Hic sunt leones
Oltre alla solidarietà, il continente ha bisogno di scelte politiche adeguate ai principi di equità

Risurrezione africana?

 Risurrezione africana?  QUO-087
14 aprile 2023

In questo tempo pasquale, in forza del mistero grande della risurrezione di Nostro Signore, siamo chiamati per forza a misurarci sulle temperie cruciali che minacciano di aggravarsi nel vasto continente africano. La storia contemporanea, imprevedibile e a volte feroce, costringe infatti qualsivoglia osservatore a porsi delle domande sul futuro. Si tratta di questioni aperte rispetto alle quali le risposte non sono affatto scontate. Ai problemi del passato — guerre, razzismi, dittature — si aggiungono oggi in Africa crisi economica, cambiamenti climatici, migrazioni e carestie. Su questi temi, com’è noto, sono stati versati fiumi d’inchiostro, senza però che fossero resi attuativi quei rimedi capaci di affermare l’agognato cambiamento.

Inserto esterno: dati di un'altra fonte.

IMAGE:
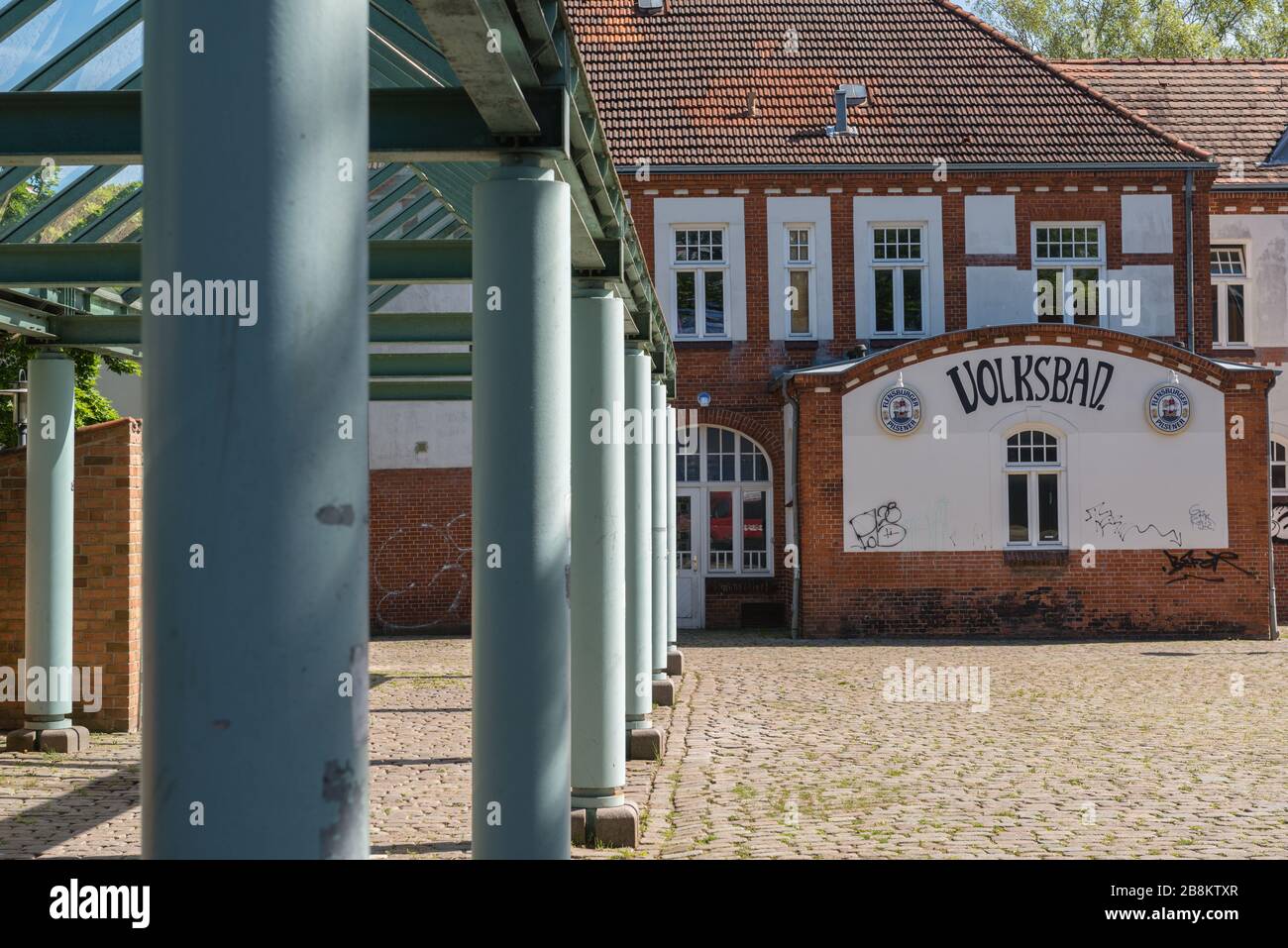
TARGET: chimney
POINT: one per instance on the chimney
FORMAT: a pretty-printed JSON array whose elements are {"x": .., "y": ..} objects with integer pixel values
[{"x": 854, "y": 95}]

La posta in gioco è alta soprattutto per le società industrialmente avanzate su cui ricade in gran parte il pesante fardello delle responsabilità. Pur considerando l’enorme accumulo d’informazioni, il cosiddetto Big data, e di quelli che, almeno sulla carta, dovrebbero essere i processi culturali legati all’accrescimento delle conoscenze umane, la cultura dello scarto, stigmatizzata spesso da Papa Francesco, sembra costantemente prendere il sopravvento. Basta riflettere su quanto sta avvenendo in questi giorni nel Corno d’Africa. Dopo tre anni di siccità, che hanno fortemente penalizzato la macro regione subsahariana, sono sopraggiunte piogge torrenziali che hanno messo in ginocchio le popolazioni autoctone. Secondo i dati forniti da Save the children, la situazione è particolarmente grave sia in Somalia, come anche in Etiopia.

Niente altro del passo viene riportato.